Benedicto se inspiró en la liturgia que refiere que desde el momento que Jesús se proclamó Pan vivo bajado del cielo, muchos discípulos se volvieron atrás y no lo siguieron más. El Papa comentó que es una reacción que Jesús es conciente de haber provocado. Y afirmó que Judas se sintió traicionado por Jesús porque esperaba un Mesías vencedor, que guiara la revuelta contra los romanos. Se quedó porque era falso. La falsedad es la marca del diablo –dijo el Papa–.

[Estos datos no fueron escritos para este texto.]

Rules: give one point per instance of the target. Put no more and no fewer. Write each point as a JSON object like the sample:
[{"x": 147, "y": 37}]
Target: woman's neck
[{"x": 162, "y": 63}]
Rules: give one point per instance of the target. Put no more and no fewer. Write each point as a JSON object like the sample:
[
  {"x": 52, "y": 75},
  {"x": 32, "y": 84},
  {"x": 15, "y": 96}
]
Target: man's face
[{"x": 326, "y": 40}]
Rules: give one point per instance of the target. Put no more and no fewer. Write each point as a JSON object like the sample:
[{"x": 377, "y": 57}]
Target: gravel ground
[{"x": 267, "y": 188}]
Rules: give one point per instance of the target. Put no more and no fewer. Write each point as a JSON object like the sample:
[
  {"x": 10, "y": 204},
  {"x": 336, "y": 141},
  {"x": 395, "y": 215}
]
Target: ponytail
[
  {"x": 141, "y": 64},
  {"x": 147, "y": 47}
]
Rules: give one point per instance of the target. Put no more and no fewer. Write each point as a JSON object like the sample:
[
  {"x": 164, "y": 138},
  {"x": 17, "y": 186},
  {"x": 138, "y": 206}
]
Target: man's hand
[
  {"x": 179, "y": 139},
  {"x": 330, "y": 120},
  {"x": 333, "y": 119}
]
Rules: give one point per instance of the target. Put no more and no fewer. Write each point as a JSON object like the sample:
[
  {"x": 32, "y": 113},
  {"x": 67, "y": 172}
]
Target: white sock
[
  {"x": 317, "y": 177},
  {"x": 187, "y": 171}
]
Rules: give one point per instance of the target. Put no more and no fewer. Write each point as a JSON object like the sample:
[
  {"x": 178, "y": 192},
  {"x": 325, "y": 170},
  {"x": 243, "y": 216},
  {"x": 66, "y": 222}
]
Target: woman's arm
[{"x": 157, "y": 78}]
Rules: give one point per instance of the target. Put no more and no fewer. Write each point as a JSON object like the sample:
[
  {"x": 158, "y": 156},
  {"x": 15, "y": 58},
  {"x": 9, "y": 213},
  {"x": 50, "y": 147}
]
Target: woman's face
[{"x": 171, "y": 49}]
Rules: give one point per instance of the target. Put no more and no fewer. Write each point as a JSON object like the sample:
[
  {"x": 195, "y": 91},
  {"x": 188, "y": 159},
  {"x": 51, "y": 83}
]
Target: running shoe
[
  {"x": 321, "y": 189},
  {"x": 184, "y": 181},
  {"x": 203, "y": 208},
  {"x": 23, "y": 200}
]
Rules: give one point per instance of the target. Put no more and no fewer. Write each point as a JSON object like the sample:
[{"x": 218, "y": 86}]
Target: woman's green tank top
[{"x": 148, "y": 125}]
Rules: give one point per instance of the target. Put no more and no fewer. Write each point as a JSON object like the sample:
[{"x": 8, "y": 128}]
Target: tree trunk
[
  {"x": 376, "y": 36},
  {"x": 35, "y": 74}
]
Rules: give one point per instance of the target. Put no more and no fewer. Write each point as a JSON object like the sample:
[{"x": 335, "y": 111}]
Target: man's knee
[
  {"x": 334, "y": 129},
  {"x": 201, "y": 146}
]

“La revelación de Jesús permanece para ellos incomprensible, porque la entendieron en un sentido solo material, mientras en aquellas palabras estaba preanunciado el misterio pascual de Jesús…” explicó, para referirse inmediatamente a Pedro. Como en otros casos -ante la pregunta de Jesús a sus discípulos si también ellos se irán-, “es Pedro el que responde en nombre de los Doce: Señor, a quién iremos. Solo tu tienes palabras de vida eterna”. Pedro entiende porque tiene fe y porque tiene fe conoce. Si quisiéramos conocer sin creer no lo hubiera logrado. Y ¿qué cree y conoce?
Que Jesús es el Cristo Hijo de Dios, que Jesús es la misma vida eterna y en la carne y en la sangre nos da lo que él mismo es.